For teams building compliance-sensitive or multi-tenant products, the implication is sharper: you can't responsibly connect an MCP server to a system of record without a deterministic control plane around it — idempotency, durable execution, explicit state, policy gates. MCP gives the agent the reach. The control plane keeps the reach from becoming harm.

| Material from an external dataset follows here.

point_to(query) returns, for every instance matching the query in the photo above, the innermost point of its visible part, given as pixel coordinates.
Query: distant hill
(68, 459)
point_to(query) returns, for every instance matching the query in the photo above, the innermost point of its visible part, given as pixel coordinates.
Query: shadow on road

References / further reading
MCP Security Best Practices (spec draft) — modelcontextprotocol.io. Read this as the normative document and pay attention to what's MUST versus SHOULD.
CoSAI Workstream 4: Secure Design Patterns for Agentic Systems — MCP Security (approved Jan 2026). The twelve-category threat taxonomy; closest thing the ecosystem has to consensus on attack surface.
Unit 42, New Prompt Injection Attack Vectors Through MCP Sampling (Dec 2025). Three documented PoCs against a production copilot's sampling feature.
Fard et al., Model Context Protocol Threat Modeling and Analyzing Vulnerabilities to Prompt Injection with Tool Poisoning (arXiv:2603.22489, March 2026). Seven-client empirical comparison of client-side validation.
Simon Willison, Model Context Protocol has prompt injection security problems (April 2025). Early, concise practitioner framing of the trust gap.
Red Hat, Model Context Protocol (MCP): Understanding security risks and controls (Nov 2025). Practical guide to command-injection patterns in server implementations.